El gran Gatsby
Quizá la gran lección que nos deja la película, y por ende la novela de Francis Scott Fitzgerald, es que lo único perdurable tras la gran juerga de los años veinte sea la literatura. En este sentido, El gran Gatsby se muestra como la solitaria huella que ha resistido al paso del tiempo. No se nos tiene que pasar por alto que en el último mes (desde que se estrenó la película) se han vendió más ejemplares de esta novela que desde su publicación en 1925 (ya van más de 2,5 millones vendidos). Y no es de extrañar si sabemos escudriñar su esencia bajo el oropel dorado que en esta ocasión el director Baz Luhrmann nos propone. Del mismo modo, que es algo más que llamativo, que el film empiece y acabe con Nick Carraway (alter ego del propio Fitzgerald en muchos aspectos) y con las imágenes de cómo se gesta el inicio de la novela, (puro testamento confesionario que nace como terapia de un psiquiatra) y su final, con la escritura encima del solitario y personalizado título: Gatsby del apócope “gran” del adjetivo calificativo “grande”, al que sólo cabe añadir el artículo “El”, para conferirle la magnitud suficiente que le haga competir con la época en la que fue escrita y para la que fue creada. Todo sería maravilloso, si no vislumbráramos a través de El gran Gatsby y sus líneas, y en este caso imágenes, una parte de la propia biografía de los Fitzgerald, unas víctimas más de esta época de desenfrenos materiales y éticos que acabó arrasando a toda una generación con la hecatombe de 1929, tras la cual, como ahora mismo, a la humanidad sólo le queda reinventarse a sí misma, aunque para ello, siempre utilice la misma materia prima corrupta como argamasa capaz de crear una nueva forma de ver, sentir y reinterpretar la vida, sin darnos cuenta que el ser humano además de ser el único animal que tropieza dos veces en la misma piedra, también es el único a la hora sucumbir a sus propios pecados y debilidades (de una forma tan atroz como asidua), y por lo visto y vivido, antes y ahora, éstas son muchas, quizá infinitas.

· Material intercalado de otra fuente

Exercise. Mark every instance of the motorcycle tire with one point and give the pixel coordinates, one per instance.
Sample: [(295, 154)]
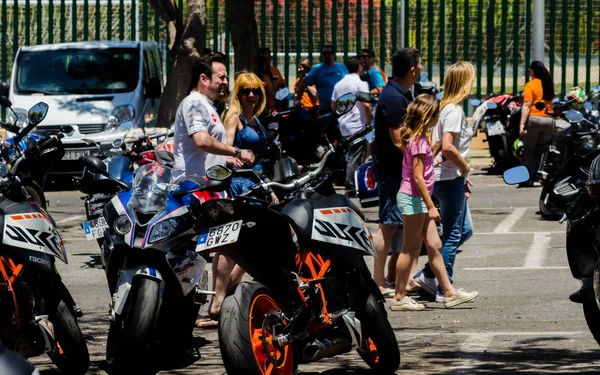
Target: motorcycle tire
[(240, 331), (592, 318), (383, 354), (71, 355), (36, 193), (129, 334)]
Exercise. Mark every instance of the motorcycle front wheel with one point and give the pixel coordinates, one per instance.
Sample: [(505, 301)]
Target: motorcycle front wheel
[(245, 337), (380, 348), (71, 354), (130, 333)]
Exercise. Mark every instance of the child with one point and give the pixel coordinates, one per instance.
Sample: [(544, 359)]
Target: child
[(418, 211)]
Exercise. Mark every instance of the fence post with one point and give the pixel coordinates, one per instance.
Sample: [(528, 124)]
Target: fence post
[(538, 30)]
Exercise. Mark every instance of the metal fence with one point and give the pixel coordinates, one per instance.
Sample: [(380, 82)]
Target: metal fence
[(493, 34)]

El gran Gatsby de Baz Luhrmann es el exceso visual, sonoro y onírico, de una gran tragedia americana, donde todo ocurre por un sueño, siendo este leitmotiv el que se convierte en el auténtico y único salvavidas de una gran historia que surge como una forma de terapia. Asistir y salir vivo de esta gran fiesta del desenfreno y la opulencia no debió ser tarea fácil; una empresa en la que el propio autor de la obra también sucumbió, y a la que Luhrmann ahora dota de un sinfín de imágenes impactantes y efectos sonoros y especiales destinados a no dejarnos indiferentes. Sin embargo, no es sino cuando la acción se detiene y se fija en sus protagonistas, cuando el verdadero destello de la historia y la película alcanza sus mejores momentos y su zenit, aunque nuestros sentidos todavía estén aturdidos de tanto efecto pirotécnico, al que por no faltarle, no le falta ni una gran banda sonora, en la que incluso Lana del Rey sale reforzada al mostrarnos su mejor faceta de cantante de ecos infinitos y estremecedoramente profundos, lo que sin duda, convierte a este apartado sonoro en uno de los grandes aciertos del film, que va desarrollándose como el final de un carnaval donde a última hora nada es lo que en apariencia representa. De ahí, esa necesidad persistente en toda la obra, de buscar más allá de los simples reflejos.
Baz Luhrmann ha cuidado hasta la extenuación cada uno de los detalles de la producción. Nada está fuera de su alcance, desde el vestuario hasta la música, pasando por la fidelidad del guión de una historia salpicada de brillantes y poéticos y atormentados momentos, bajo cuyos enigmas transitan la esencia del ser humano: la búsqueda de la felicidad, el encontronazo con la desgracia, el afán de ser reconocido, la necesidad de pertenencia a una determinada clase social, el ascenso en la vida… todo camina de una forma rutilante bajo los renglones de una gran novela que en este caso tenemos la fortuna de ver convertida en imágenes que nos sumergen en un sueño; un sueño dorado, al fin y al cabo, que se esconde tras el destello rutilante de la mirada de un hipnotizador Leonardo diCaprio en el papel de Gatsby, y de la dulzura ensoñadora de una frágil y temerosa Daisy Buchanan. El bien y el mal, la sobreexposición y la intimidad, la opulencia y la pobreza más absolutas, se dan la mano con suma naturalidad en este relato de las más grandes penurias del ser humano, en la que una vez más, cada personaje busca una puerta, pero no una cualquiera, sino aquella que le sirva como salida para dar rienda suelta a sus más íntimos deseos, donde además del dinero, la pasión y el amor sean la vía que les lleve a culminar su última esperanza; una esperanza de la que no quedará ninguna huella, como en los sueños más profundos.